L’important reste à souligner. La langue française est si grande : elle sublime le réel à travers des mots tels que le rapport au monde ne peut en être que magnifié. Peut-être pire que l’anglicisation, il y a l’avènement probable d’une novlangue calquée de l’anglais. Une langue paupérisée devenue, littéralement, une traduction de cette « langue des affaires » dont certaines personnes chérissent l’avènement comme d’autres pouvaient autrefois désirer l’assimilation des francophones au Canada pour d’autres raisons. Alors que ces situations divergent en bien des choses, elles ont en commun le désintérêt pour l’intégrité d’une langue.
La francophonie de cocktail
À McGill, l’Organisation de la francophonie à McGill (OFM) —une belle initiative sur papier— prenait forme il y a quelques mois, née du regroupement de différents acteurs ayant pour souhait « d’instituer une organisation qui aspire à être porte-parole de cette grande communauté » francophone. Ce vœu, pieux s’il en est un, ne peut que le demeurer si l’OFM ne se contente que de la promotion d’une espèce de francophonie de cocktail —soirées culturelles, petites publications sur les réseaux sociaux ici et là. Difficile d’assumer le rôle de « porte-parole » par une parole molasse et convenue. L’incohérence fait grincer l’histoire.

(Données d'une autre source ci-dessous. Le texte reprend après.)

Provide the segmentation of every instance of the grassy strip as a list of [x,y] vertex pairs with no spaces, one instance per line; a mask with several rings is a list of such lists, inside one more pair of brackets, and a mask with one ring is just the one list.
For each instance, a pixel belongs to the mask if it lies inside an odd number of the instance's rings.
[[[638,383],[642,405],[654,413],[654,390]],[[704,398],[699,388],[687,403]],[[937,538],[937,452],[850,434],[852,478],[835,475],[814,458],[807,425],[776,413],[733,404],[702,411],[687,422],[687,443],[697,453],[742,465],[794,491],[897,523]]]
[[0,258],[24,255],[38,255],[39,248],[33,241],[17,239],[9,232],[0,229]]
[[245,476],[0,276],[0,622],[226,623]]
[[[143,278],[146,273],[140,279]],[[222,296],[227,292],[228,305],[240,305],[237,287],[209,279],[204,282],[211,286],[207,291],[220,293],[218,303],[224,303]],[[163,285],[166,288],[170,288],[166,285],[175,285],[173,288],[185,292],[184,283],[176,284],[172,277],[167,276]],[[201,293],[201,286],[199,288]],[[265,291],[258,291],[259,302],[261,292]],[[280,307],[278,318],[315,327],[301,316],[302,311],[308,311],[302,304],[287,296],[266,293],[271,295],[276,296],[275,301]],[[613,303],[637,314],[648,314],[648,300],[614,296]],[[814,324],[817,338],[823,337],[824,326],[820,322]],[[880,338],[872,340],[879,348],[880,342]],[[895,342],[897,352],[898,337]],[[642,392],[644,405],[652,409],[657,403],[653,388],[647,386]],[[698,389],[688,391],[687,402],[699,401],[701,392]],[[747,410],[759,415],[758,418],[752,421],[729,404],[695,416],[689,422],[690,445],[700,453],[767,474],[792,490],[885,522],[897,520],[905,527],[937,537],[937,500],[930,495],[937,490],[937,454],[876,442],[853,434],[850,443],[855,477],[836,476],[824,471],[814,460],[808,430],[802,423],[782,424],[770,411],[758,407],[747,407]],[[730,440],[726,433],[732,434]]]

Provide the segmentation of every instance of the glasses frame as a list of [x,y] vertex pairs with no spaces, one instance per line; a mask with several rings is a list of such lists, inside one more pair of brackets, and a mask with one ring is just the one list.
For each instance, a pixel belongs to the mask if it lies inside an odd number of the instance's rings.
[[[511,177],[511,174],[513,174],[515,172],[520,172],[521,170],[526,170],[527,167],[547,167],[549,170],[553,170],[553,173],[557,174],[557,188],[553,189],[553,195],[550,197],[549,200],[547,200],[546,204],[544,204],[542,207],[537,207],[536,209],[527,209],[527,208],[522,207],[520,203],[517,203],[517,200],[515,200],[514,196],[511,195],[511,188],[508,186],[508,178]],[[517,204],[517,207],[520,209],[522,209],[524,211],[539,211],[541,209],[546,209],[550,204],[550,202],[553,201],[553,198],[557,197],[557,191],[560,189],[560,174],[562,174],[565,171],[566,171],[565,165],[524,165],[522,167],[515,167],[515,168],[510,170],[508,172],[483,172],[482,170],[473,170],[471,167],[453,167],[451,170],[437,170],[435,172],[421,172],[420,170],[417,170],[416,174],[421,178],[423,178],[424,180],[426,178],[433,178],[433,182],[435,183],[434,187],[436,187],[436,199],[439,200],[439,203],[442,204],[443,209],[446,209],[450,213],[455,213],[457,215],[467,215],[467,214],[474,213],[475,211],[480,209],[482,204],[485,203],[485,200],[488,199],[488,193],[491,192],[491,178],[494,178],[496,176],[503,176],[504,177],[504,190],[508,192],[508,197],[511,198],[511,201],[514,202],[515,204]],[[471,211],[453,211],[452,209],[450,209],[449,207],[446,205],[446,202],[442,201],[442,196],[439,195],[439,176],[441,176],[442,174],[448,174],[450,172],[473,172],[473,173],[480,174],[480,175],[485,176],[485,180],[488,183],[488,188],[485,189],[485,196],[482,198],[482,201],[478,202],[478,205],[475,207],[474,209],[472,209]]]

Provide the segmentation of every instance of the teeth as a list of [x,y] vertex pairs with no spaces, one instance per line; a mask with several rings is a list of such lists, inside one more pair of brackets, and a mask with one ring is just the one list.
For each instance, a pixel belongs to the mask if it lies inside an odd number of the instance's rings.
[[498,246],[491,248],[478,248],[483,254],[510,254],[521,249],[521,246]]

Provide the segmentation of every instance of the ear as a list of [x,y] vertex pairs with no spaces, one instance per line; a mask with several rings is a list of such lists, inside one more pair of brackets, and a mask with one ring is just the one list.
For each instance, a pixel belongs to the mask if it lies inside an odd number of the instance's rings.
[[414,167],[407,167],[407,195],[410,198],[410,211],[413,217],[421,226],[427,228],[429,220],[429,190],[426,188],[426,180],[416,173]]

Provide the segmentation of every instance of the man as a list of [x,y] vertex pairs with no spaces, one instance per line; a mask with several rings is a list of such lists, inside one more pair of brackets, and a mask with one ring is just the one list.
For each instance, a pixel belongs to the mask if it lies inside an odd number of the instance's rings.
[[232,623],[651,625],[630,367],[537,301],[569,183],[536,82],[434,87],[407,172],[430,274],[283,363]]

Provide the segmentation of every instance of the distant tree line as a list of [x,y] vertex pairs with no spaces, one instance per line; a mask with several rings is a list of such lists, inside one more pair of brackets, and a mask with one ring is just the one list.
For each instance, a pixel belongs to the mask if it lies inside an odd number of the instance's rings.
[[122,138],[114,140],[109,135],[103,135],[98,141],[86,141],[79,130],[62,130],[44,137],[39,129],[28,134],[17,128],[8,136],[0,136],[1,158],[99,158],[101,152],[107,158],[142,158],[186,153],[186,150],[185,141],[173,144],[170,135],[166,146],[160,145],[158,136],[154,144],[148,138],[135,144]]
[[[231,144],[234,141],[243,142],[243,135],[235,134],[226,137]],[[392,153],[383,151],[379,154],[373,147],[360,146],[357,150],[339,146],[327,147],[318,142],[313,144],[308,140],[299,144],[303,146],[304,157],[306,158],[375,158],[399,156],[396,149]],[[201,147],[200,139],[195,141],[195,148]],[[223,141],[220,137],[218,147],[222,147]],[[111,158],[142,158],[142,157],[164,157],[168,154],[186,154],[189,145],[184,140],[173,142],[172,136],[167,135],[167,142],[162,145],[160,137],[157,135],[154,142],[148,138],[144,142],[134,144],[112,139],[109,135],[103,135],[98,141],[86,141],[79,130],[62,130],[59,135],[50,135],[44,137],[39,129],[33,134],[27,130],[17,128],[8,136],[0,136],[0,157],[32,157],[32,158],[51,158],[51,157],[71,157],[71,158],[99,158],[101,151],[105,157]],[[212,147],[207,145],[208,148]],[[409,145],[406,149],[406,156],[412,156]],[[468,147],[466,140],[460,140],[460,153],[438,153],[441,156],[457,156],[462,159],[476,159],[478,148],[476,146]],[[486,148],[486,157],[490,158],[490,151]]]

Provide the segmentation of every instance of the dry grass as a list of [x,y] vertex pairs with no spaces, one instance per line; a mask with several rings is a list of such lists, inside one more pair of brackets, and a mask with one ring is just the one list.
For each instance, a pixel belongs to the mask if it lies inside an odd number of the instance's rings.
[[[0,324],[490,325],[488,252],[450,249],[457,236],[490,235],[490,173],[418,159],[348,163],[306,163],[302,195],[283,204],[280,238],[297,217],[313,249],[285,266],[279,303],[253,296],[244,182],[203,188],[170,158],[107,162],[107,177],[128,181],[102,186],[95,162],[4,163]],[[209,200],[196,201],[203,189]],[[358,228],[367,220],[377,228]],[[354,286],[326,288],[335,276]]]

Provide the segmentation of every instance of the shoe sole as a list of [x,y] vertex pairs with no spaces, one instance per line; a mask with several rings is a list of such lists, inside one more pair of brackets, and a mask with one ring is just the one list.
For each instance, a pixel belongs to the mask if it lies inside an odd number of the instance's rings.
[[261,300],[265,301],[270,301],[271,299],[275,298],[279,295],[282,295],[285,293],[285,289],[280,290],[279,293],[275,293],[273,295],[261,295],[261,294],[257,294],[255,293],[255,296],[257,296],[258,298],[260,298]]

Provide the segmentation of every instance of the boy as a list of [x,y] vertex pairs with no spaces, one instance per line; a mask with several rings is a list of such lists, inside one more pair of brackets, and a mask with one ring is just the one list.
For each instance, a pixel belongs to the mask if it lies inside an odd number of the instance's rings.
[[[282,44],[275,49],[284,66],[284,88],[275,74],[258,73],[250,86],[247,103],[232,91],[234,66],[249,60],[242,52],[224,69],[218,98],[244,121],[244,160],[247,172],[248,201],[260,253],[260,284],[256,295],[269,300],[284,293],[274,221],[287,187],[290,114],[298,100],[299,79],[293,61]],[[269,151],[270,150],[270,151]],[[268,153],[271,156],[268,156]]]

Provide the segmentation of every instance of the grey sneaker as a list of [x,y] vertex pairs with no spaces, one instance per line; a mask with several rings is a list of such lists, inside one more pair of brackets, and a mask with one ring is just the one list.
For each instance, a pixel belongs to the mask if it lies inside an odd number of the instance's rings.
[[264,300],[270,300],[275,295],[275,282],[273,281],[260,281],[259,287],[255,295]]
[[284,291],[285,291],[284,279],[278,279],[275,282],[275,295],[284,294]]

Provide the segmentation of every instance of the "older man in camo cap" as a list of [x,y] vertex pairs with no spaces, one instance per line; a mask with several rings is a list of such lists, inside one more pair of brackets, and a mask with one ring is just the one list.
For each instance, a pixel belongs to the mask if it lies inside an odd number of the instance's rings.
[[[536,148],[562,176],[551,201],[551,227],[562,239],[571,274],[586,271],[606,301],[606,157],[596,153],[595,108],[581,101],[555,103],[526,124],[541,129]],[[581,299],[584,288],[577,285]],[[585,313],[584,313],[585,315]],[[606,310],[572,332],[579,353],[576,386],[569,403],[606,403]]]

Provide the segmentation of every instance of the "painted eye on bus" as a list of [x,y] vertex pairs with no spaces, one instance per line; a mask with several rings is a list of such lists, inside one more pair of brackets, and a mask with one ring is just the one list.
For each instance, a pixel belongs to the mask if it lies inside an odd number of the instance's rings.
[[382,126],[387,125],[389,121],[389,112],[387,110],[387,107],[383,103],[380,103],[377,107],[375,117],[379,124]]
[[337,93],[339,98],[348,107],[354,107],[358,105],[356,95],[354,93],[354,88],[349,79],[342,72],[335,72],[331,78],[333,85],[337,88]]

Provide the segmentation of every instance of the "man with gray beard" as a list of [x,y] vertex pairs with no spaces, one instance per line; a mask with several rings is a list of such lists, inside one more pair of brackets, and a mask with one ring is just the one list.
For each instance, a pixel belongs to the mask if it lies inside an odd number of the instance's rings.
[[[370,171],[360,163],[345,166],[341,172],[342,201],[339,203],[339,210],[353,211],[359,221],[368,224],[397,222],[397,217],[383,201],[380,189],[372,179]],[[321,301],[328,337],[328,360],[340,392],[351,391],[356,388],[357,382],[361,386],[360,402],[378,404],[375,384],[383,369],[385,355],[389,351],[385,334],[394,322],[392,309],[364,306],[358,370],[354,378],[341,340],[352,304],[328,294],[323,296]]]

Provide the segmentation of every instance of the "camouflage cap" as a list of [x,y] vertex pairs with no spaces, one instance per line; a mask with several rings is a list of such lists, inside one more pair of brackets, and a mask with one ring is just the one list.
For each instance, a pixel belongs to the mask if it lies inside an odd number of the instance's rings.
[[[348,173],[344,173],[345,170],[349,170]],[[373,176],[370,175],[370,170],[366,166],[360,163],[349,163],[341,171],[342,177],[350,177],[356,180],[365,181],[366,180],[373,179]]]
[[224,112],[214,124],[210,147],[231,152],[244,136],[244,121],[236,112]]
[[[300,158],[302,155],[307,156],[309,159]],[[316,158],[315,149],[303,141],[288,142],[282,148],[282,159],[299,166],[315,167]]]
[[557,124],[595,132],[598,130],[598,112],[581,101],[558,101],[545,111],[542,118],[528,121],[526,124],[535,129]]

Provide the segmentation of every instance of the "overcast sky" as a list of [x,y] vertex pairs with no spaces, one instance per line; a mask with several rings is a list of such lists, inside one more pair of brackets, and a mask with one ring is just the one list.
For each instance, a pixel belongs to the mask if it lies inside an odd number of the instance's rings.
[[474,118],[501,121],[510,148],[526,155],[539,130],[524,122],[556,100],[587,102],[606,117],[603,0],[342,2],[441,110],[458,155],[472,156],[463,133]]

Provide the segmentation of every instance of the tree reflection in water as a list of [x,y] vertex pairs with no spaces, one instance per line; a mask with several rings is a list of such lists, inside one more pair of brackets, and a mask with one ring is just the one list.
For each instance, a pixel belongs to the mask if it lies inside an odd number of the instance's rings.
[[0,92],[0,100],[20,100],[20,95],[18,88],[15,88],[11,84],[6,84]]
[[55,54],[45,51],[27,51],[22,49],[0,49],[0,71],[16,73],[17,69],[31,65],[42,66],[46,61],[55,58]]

Cette attitude de larbin ne saurait trouver une réponse chaleureuse chez celles et ceux pour qui la survie d’une langue vaut bien quelques affaires manquées
N’oublions pas que le français n’a pas été préservé depuis la Révolution tranquille à coup de beaux discours ou de soirées de réseautage. Ce sont parfois des lois-massues telles que la Loi sur la langue officielle, celle-là même qui reconnaît le français comme seule langue officielle du Québec ou encore la Charte de la langue française qui, en grande partie, ont permis le maintien de l’usage du français dans la sphère publique. Ces mesures ont su affirmer le caractère vital de notre langue en tant que caractéristique distinctive de la société québécoise au sein du monolithe anglophile nord-américain. Ces lois, loin d’être des symboles de fermeture ou d’oppression, sont les porte-étendards de certains gouvernements québécois dans leur lutte contre un mastodonte culturel qui n’a que faire de l’oxygène nécessaire aux autres cultures. Des dirigeants courageux —ces Bourrassa, Lévesque, Laurin et autres— se sont autrefois donné les moyens de préserver un patrimoine culturel et linguistique. Pour autant, nous n’avons jamais vraiment pu saisir ces incroyables moyens techniques pour ce qu’ils sont : des moyens pour des fins. Encore nous a‑t-il resté à bâtir notre demeure, ce que nous tardons encore à faire.
Ici et ailleurs
Toutefois, tout n’est pas noir. Pas plus tard que l’an dernier, le Québec francophone a offert — momentanément certes— un bel exemple de cet esprit combatif à privilégier. Il faut dire que la cible était grande comme le mont Royal : lors de l’ouverture de la nouvelle boutique Adidas au centre-ville en novembre 2017, le gérant a tristement lancé trois lignes de français afin d’«accommoder la Ville de Montréal et les médias francophones » pour par la suite passer à l’anglais. Philippe Couillard, Valérie Plante, Régis Labeaume et plusieurs autres, tous ont vilipendé l’attitude leste qui n’a pas logis qu’en une demeure. Il serait mal avisé de voir dans cet exemple qu’une tentative de généraliser un événement anecdotique : il faut y voir au contraire un pied à terre à poser, un « non » ferme face à une tendance. Hélas, c’est bien de cette fermeté qu’il semble manquer au sein de la francophonie de cocktail. Du reste, la crispation de la réaction doit laisser place aux ambitions de la ferveur.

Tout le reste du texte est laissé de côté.